I'm recovering from a Bad Day. All in the space of three minutes I got my nails stuck in my male human's sweater, and then while I was stuck, Polly the Mean came and attacked me. My fur went flying and I couldn't get loose to fight back because of being stuck on the male human's sweater. The male human scared Polly the Mean away, and my mommy came to calm me down because I was hissing like crazy. I growled a little bit and tried to get away, but mommy held me and petted me and whispered to me that it would be ok, and then she gave me catnip and stayed with me for about 20 minutes and petted me while the male human yelled at Polly the Mean. She didn't get any catnip.
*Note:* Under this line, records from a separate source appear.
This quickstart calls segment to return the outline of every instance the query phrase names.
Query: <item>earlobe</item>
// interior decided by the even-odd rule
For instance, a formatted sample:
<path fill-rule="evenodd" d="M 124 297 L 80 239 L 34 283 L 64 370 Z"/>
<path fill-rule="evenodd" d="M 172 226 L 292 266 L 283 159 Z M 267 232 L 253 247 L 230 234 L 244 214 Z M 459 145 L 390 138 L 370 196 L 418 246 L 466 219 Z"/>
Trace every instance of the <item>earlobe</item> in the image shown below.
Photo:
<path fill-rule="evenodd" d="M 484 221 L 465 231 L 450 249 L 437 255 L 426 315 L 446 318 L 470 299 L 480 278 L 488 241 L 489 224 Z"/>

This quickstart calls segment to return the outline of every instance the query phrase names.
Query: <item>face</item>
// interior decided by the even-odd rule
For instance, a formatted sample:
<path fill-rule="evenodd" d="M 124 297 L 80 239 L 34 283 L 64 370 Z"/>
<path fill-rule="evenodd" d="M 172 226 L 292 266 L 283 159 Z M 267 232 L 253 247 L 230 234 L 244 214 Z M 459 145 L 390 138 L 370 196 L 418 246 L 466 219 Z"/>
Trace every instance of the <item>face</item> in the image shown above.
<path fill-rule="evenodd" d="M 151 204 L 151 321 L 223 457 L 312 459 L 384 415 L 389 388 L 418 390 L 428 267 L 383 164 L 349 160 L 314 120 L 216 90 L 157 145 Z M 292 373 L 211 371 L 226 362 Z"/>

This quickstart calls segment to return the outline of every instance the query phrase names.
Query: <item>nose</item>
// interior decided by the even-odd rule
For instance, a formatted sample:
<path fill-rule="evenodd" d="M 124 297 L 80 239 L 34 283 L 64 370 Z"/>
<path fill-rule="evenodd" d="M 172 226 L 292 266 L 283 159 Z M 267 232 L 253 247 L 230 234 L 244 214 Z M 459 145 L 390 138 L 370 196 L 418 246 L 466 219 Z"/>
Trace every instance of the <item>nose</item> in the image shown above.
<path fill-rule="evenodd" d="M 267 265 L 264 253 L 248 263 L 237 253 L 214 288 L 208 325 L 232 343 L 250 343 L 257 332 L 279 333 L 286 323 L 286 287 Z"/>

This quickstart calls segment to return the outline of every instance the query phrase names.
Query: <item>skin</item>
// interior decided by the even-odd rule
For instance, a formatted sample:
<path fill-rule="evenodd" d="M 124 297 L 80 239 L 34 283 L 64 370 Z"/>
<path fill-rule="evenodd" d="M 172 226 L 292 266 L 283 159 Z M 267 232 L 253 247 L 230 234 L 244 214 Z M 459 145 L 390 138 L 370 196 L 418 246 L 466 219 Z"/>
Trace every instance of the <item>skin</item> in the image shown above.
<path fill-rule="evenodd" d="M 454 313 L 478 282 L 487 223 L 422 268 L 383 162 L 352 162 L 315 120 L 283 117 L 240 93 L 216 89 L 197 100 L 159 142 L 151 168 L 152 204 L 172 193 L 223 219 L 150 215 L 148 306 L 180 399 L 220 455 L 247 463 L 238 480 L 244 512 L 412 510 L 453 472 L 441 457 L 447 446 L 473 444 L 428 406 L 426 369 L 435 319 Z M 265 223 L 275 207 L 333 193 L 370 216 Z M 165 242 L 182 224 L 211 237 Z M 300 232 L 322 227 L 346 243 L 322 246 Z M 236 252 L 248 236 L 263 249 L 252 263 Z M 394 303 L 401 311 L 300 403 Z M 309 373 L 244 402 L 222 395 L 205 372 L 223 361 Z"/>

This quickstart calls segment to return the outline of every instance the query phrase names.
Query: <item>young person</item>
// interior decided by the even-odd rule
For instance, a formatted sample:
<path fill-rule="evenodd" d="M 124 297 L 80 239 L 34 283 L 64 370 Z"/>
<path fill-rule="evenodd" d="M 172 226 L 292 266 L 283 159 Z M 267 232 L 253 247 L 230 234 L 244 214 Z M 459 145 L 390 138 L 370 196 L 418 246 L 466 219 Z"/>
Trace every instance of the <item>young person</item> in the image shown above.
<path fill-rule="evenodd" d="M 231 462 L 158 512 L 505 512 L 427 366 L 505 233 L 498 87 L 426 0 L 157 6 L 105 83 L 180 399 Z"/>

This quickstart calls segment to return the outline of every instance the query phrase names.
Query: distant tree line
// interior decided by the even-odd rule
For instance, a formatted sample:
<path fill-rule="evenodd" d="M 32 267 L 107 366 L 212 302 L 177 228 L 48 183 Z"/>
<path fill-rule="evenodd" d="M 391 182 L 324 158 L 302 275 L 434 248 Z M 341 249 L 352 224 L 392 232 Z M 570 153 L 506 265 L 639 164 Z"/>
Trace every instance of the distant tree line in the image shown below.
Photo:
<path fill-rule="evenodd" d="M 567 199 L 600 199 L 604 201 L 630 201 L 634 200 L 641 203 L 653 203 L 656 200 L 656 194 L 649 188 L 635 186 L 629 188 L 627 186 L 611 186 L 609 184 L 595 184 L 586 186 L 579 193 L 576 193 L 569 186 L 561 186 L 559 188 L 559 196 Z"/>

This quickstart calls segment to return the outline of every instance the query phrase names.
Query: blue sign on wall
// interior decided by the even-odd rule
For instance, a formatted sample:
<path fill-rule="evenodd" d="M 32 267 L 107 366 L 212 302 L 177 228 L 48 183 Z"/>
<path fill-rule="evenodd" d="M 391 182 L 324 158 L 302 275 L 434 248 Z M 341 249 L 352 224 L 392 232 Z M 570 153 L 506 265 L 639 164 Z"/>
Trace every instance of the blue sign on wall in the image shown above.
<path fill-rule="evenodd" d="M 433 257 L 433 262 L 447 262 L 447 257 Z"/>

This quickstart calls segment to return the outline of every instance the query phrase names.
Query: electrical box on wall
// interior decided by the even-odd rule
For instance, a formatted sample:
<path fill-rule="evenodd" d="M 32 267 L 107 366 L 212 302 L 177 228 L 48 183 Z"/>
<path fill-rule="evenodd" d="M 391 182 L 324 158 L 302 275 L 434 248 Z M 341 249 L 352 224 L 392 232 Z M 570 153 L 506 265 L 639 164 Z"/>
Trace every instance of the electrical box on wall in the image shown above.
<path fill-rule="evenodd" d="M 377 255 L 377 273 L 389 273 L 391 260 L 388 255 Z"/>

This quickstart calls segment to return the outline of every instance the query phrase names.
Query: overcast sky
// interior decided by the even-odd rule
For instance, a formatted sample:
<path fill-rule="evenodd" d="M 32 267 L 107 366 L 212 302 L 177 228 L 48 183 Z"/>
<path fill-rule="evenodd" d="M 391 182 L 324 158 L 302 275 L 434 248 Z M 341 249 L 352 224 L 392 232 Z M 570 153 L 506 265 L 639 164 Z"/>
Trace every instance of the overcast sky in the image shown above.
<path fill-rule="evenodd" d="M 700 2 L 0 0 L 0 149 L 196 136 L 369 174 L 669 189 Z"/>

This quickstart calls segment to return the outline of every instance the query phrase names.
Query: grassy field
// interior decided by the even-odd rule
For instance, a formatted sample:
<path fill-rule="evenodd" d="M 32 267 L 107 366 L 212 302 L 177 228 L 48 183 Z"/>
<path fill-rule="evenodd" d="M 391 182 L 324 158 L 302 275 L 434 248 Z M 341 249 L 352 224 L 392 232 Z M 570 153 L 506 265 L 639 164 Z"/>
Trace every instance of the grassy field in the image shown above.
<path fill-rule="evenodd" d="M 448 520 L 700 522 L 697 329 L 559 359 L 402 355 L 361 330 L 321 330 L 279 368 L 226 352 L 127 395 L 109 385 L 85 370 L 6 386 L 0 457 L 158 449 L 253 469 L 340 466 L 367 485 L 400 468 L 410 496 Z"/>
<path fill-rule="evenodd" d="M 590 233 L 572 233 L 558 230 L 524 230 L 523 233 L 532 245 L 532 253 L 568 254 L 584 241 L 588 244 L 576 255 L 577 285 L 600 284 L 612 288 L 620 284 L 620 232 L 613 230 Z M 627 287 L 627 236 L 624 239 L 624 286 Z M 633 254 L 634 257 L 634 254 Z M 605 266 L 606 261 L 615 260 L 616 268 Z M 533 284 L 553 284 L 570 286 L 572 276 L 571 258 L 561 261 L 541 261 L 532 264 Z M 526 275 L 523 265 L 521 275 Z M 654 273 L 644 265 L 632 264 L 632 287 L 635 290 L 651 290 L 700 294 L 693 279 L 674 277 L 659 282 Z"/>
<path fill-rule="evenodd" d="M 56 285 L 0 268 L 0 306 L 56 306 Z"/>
Blossom and I got catnip and got slightly loopy off of it. I spent the rest of the day in a mild stupor and now I'm just sitting on the top of a bookcase while my humans watch tv. They're watching a Will Ferrell movie, and that humor is below my standards, but I'm subjecting myself to it anyway just so I can be in the living room where it's warm. The humans have told me I can sleep with them alone tonight so I'm looking forward to a restful night. This whole living with other cats thing really stinks sometimes. I miss the Beginning when I just lived with mommy and before she met the male human and then they got all these other cats. It was nice and quiet living just with mommy. It was kind of boring, though, I guess. I'll feel better after a good night's sleep.

2 comments:

Cynthia T said...

meow Wrigley from your cousin Otis

Cynthia T said...

Wrigley, I needed to test this site to make sure it is secure. I am sorry for your bad day. I can relate since my humans have again limited my ability to explore and safeguard my residence and now I will have a series of bad days. The humans previously limited my personal space to the public rooms and my eating space where my female human spends most of her time. (I let her pet me in the evening when I feel like it). As of yesterday, the male human banished me from his special place--a wonderful, dark, cool place called the garage. That was one of my favorite places!! I could explore for hours, leaving personal, intimate gifts behind boxes, tool chests, and computer parts. I even slept in a hidden spot when it was too warm inside. Apparently, the male human is allergic to the smell of cat pee and has commanded that the door be shut at all times to block access. What did I do to deserve this? And my female human comes up with new tortures weekly. First it was a wet thing called a "cat wipe". She thinks I need a bath all the time, but I clean myself properly every day. She has funny notions. Then last week, she started squirting wet stuff on my handsome coat. WHY?? Don't these humans know that cats don't like to be wet???
So, Wrigley, we captives must stick together. I was pleased to learn that the photo of you snuggling on the bed was a fake. Your standards are too high for that lowly behavior. And that "smoothie" thing sounds really good. All I get is dry stuff and luke-warm water.